Kreditwesengesetz in VWL leicht erklärt + Beispiel

Das Kreditwesengesetz soll den Gläubiger im Falle eines Kredits schützen. Auch eine Steigerung des Vertrauens im Finanzsektor ist die Aufgabe des Kreditwesengesetze. Das entstandene Vertrauen wird dann von der BaFin sichergestellt. Das Gesetz beinhaltet Regeln über die Ausgestaltung von Dienstleistungen bei Krediten. Das Kreditwesengesetz stellt somit die Basis aller Bankgeschäfte in Deutschland dar.

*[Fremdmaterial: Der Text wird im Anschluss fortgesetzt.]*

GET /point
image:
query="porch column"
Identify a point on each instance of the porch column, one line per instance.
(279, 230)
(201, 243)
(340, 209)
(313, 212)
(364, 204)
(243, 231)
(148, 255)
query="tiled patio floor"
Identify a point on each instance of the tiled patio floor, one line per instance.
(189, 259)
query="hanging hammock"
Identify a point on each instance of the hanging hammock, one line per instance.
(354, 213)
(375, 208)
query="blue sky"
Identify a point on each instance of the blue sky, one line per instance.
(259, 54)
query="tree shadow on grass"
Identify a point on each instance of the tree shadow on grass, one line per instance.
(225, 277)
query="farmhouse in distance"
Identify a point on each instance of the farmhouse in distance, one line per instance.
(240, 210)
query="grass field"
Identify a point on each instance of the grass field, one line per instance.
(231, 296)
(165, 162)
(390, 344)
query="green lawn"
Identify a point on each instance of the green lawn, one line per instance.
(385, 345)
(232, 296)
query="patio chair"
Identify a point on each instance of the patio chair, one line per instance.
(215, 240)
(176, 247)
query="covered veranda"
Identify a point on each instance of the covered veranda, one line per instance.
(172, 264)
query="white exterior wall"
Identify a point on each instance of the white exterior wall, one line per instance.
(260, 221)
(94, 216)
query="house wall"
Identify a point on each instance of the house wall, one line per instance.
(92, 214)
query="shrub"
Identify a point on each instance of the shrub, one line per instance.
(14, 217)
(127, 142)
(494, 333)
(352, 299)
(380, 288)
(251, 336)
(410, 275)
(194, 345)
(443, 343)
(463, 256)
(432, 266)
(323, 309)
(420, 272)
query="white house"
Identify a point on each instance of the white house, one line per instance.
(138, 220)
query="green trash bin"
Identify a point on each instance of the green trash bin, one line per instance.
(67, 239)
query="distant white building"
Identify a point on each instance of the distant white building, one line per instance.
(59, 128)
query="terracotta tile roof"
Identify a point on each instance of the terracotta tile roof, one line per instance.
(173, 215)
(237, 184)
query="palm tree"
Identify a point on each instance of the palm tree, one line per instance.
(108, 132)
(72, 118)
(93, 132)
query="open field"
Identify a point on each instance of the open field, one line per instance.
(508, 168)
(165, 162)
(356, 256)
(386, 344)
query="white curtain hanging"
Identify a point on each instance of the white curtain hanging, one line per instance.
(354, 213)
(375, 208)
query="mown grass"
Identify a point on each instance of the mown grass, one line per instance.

Zweck des Kreditwesengesetzes

Das Kreditwesengesetz gibt es seit 1935. Es wurde beschlossen, um insgesamt den Bankensektor zu regulieren. Die Hauptgründe können in zwei Bereiche unterteilt werden:

1. Schutz vor dem Verlust von Einlagen des Gläubigers

2. Erhaltung der Funktionsweise der Kreditwirtschaft

Grob gesehen, kann somit gesagt werden, dass das Kreditwesengesetz die Durchführung der Bankgeschäfte regelt. Auch bestimmte Regeln wie beispielsweise die Einlagen-Sicherung der Kundengelder werden durch dieses Gesetz bestimmt.

Zur Überprüfung der Einhaltung des Gesetzes gibt es die Finanzdienstleistungsaufsicht, kurz BaFin. Es handelt sich dabei um eine Behörde, die die Einhaltung mittels der Gesetzesbücher prüft. Der Hintergrund dieser Überprüfung ist, dass sowohl die Gläubiger geschützt werden, als auch das komplette Vertrauen an die Kreditwirtschaft aufrecht erhalten wird.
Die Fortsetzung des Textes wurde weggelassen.